What can cause cout << variable << "\t"; to print blankspace instead of a value, when the output exceeds terminal width?

Question

I have a series of three loops that each cout a row of \t delimited values

#include <iostream>
#include <vector>
#include <cstdlib>
using namespace std;

struct the_struct {
    float a_float;
    the_struct() :a_float(0){}
};

class the_class {public: the_struct a_struct;};

int main ()
{ 
    vector <the_class> v_objects;
    for(int q=0; q < 30; q++)
        v_objects.push_back(the_class());

    srand(0);
    int* int_dynamic_array = new int [30];
    for(int q=0; q < 30; q++)
        int_dynamic_array[q] = rand() % 30;

    for(int q=0; q < 30; q++)
        cout << q << "\t";
    cout << "\n";
    for(int q=0; q < 30; q++)
        cout << v_objects[q].a_struct.a_float << "\t";   //at runtime, these are all zeros
    cout << "\n";
    for(int q=0; q < 30; q++)
        cout << int_dynamic_array[q]  << "\t";           //random values between 0 and 29 
    cout << "\n";
}

For some reason, this code only prints exactly 11 values from the 2nd loop, and randomly omits between 0 and 4 values from the third loop. The first loop never has problems. For example (without tabs):

0 1 2 3 4 5 6 7 8 9 10 11 12 13 14 15 16 17 18 19 20 21 22 23 24 25 26 27 28 29  
0 0 0 0 0 0 0 0 0 0 0   
4 7 2 9 7 4 3 1 6 5 26 12 8  28 13 11 22 7  19 2  26 13 9  12 15 24 8    

Strangely, if I modify the tab string from "\t" to "x\t", the program now outputs every value, but obviously with an x after each. For example:

0x 0x 0x 0x 0x 0x 0x 0x 0x 0x 0x 0x 0x 0x 0x 0x 0x 0x 0x 0x 0x 0x 0x 0x 0x 0x 0x 0x 0x 0x 

Answer 1

As discussed in comments under the question, this seems to be a bug/quirk in the Mac terminal (I'm thinking bug, but I don't know if the Posix spec says something weird about the allowable interaction between tabs and the right-hand-side of the terminal).

If the 11th value is single-digit (which 0 is), then at least on my terminal the tab stops are set such that you're outputting a tab when the terminal is exactly on the line-end. If the 11th value is two digits[*], then it breaks across the line, so the tab character isn't at line-end. Obviously this shouldn't be a problem, I just have a hunch that it might be.

I don't see the same result on my terminal (which isn't Mac, it's actually puttycyg on Windows) - for me outputting that tab moves the cursor to the next line, as you'd expect.

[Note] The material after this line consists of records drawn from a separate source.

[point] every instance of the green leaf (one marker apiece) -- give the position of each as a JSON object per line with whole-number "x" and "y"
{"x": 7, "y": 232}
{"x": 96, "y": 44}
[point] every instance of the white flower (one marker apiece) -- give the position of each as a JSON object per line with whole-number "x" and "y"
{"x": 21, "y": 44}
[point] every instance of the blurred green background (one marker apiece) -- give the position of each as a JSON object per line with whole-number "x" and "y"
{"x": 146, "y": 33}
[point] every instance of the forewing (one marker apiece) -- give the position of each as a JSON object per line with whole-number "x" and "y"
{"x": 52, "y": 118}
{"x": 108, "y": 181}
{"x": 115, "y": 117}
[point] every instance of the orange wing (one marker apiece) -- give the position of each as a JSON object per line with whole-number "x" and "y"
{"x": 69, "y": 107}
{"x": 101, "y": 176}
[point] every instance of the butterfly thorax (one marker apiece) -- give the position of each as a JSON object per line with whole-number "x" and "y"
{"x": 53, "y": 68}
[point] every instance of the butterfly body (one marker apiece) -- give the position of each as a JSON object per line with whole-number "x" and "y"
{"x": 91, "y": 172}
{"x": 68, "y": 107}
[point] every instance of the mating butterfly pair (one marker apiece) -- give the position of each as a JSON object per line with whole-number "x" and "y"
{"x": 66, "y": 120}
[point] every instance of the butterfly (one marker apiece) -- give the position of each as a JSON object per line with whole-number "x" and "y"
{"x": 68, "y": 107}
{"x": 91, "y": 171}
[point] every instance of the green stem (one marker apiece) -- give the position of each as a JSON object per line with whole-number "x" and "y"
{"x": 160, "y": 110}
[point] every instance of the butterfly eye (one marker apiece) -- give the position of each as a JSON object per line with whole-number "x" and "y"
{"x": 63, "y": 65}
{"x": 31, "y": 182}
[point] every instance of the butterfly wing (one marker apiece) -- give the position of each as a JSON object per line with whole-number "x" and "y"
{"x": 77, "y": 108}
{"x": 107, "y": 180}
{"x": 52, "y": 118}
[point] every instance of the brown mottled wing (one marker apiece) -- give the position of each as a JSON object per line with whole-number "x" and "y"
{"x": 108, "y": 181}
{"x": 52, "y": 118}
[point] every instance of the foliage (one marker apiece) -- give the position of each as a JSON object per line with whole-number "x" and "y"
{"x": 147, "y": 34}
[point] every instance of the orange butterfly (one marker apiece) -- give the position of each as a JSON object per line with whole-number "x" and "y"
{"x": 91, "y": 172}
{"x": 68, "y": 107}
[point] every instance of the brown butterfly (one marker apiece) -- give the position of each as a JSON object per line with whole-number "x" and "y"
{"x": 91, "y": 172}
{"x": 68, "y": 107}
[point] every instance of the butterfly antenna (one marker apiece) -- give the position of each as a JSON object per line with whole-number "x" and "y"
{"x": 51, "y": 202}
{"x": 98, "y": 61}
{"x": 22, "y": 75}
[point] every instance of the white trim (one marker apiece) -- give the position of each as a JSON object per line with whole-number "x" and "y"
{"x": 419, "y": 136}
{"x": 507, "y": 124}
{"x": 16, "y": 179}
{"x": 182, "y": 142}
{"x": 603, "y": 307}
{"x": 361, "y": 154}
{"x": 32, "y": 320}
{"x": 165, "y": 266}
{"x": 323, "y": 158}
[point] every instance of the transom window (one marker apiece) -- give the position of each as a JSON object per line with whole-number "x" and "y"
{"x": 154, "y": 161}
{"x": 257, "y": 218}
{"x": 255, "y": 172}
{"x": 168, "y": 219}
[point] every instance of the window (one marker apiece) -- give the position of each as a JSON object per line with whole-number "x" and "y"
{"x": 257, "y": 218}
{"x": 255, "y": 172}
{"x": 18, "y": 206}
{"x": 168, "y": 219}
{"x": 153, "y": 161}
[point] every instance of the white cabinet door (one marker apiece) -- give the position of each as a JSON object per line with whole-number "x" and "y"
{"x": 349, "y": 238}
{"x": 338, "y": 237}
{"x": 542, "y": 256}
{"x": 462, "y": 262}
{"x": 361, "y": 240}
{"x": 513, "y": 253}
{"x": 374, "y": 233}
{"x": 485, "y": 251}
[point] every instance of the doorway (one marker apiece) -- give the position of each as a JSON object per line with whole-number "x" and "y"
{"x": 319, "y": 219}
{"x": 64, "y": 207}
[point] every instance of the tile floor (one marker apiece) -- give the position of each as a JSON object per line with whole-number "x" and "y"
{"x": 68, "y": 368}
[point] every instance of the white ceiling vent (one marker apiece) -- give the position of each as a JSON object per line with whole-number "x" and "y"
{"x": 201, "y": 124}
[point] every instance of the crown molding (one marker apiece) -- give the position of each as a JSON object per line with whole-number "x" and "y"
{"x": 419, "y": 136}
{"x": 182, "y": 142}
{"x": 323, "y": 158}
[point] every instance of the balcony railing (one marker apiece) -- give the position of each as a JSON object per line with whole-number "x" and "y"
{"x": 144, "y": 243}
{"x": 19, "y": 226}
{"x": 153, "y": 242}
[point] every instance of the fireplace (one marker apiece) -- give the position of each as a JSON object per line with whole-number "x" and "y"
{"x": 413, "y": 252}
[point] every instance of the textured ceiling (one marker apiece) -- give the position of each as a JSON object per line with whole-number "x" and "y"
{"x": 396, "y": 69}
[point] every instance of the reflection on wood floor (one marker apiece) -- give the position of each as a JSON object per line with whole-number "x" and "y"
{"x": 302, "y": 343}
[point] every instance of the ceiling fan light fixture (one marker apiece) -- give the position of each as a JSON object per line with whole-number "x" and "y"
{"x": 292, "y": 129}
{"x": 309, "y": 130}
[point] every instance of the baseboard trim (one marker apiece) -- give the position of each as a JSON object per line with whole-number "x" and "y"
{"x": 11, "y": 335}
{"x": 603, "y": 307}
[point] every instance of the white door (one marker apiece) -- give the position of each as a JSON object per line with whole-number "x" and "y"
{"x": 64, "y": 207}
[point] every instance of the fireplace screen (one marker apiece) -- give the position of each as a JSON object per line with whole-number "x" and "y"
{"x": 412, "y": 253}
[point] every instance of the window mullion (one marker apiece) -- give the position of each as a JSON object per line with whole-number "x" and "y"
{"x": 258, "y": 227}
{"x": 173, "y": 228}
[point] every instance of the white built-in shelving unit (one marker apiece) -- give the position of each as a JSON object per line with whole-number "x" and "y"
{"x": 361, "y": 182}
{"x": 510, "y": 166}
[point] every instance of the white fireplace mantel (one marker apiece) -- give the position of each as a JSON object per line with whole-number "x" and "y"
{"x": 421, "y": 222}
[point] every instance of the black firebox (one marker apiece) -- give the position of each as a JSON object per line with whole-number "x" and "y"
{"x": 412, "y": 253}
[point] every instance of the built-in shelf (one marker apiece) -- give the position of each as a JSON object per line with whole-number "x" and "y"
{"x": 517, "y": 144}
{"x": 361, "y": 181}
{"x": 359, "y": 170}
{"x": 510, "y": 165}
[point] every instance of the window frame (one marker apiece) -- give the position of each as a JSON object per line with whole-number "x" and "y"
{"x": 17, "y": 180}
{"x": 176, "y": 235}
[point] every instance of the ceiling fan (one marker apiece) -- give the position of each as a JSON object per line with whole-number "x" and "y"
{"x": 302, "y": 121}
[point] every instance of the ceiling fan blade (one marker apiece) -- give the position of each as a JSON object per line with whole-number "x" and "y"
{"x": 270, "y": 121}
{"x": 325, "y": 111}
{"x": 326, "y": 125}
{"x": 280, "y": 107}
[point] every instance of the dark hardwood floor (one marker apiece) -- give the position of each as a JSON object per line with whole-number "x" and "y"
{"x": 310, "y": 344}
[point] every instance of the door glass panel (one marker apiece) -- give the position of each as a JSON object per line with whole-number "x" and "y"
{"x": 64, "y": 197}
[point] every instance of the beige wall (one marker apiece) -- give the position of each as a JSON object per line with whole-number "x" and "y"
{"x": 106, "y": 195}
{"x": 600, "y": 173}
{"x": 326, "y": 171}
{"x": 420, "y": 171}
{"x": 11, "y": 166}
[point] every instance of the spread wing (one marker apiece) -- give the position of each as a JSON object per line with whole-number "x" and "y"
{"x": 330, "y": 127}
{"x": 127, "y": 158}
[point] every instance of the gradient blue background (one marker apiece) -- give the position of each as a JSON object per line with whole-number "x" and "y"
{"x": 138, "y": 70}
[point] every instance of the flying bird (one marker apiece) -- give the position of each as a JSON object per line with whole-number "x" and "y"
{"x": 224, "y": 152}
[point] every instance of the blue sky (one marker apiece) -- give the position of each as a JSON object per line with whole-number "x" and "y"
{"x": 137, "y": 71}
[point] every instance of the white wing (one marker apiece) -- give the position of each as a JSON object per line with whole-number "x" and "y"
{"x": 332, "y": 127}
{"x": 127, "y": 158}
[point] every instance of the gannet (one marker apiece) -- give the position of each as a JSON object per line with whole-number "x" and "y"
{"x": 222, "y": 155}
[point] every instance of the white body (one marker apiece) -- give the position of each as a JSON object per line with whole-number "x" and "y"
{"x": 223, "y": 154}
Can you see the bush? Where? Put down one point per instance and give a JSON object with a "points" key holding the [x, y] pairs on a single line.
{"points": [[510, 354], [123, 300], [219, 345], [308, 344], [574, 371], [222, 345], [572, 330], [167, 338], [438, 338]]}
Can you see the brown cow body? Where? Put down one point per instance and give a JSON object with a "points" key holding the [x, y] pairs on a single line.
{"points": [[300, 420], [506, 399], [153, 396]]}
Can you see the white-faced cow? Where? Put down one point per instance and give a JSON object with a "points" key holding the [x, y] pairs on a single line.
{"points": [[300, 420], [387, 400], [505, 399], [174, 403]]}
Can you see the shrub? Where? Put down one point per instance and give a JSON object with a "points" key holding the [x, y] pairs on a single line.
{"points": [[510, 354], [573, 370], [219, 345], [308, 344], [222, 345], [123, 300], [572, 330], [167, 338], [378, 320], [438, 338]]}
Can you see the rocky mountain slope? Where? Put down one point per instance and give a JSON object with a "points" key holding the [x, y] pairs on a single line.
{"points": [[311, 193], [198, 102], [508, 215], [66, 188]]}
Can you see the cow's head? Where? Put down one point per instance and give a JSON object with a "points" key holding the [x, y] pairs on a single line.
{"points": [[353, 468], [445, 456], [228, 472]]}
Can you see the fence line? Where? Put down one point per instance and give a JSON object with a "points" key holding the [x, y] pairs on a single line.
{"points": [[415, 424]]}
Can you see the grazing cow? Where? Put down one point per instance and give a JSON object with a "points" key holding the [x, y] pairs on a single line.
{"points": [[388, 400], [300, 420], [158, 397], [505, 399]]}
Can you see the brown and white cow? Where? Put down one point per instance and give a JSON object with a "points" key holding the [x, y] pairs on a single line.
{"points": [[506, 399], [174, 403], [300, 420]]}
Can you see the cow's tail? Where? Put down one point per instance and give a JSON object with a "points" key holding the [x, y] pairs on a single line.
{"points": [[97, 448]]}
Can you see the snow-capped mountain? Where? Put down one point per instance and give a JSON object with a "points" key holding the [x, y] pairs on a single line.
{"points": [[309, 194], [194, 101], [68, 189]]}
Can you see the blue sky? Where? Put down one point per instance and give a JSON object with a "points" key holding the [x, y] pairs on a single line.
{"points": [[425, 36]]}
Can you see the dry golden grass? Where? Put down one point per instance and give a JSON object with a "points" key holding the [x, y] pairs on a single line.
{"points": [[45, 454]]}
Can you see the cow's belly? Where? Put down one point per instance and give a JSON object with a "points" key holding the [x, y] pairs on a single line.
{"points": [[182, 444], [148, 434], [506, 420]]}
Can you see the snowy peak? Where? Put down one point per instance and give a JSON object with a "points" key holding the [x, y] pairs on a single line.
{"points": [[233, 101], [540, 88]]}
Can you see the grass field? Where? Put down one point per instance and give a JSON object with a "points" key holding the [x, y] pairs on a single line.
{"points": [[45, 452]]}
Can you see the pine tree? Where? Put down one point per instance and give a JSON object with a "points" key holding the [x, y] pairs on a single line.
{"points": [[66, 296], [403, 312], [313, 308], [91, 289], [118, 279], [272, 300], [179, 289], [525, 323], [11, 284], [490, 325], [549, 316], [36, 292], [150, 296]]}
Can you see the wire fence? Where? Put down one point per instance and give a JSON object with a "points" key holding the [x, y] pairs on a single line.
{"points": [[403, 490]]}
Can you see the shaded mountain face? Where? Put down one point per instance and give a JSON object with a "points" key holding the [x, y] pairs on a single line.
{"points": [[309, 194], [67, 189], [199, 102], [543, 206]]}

[*] Which 10 is, so is 0x, and so is 26, the 11th value you get out of rand() % 30 on your machine having seeded with srand(0)

Answer 2

the outputs are there, this is the problem with the command line output screen, if you just do

$ ./a.out > op.txt

and open the output file, you will see the output is very much there.

Also if you change the tab spacing to the new line

"\t" to "\n", then also you can see the output on screen.

But i agree there is some problem with the command line output screen when using the tab delimiter

EDIT:

The problem is with the size of the console window.

for size 62*40, number of zeros = 9

for size 90*40, number of zeros = 13

for size 120*40, number of zeros = 16

for size 150*40, number of zeros = 20

and using both my monitors, i get all of them...

for size 260*40, number of zeros = 30

Answer 3

Maybe you forgot the std::endl or std::flush at the end of the output. Simply outputing `\n' is not enough to flush the output, so you'll end with a short output.

The case when adding the x will work may be caused by the internal buffer to be full (and then output) because the x increase the size of the output to a limit that causes the output of the current buffer (not happening when the buffer is shorter without the x.)

EDIT:

As the author of the question says it does not work with flushing, then, the only thing that comes to my mind is that some of those fields are characters or strings thay may be empty, or have been unadvertedly filled with spaces. (This is why it is important that you show the definition of those types).

Answer 4

Although the problem seems to be about output, there may be another case which should be considered.

Here at v_objects[q], if v_objects is an instance of a class which overloaded [] operator that takes a reference to int, the value of q may be incremented/changed there which will cause for loop to be exited earlier than you expected.

for example:

some_type operator[] ( int &a )
{
    // a can be incremented here
    a++;
}

As you did not give the full source, we can not find the cause exactly.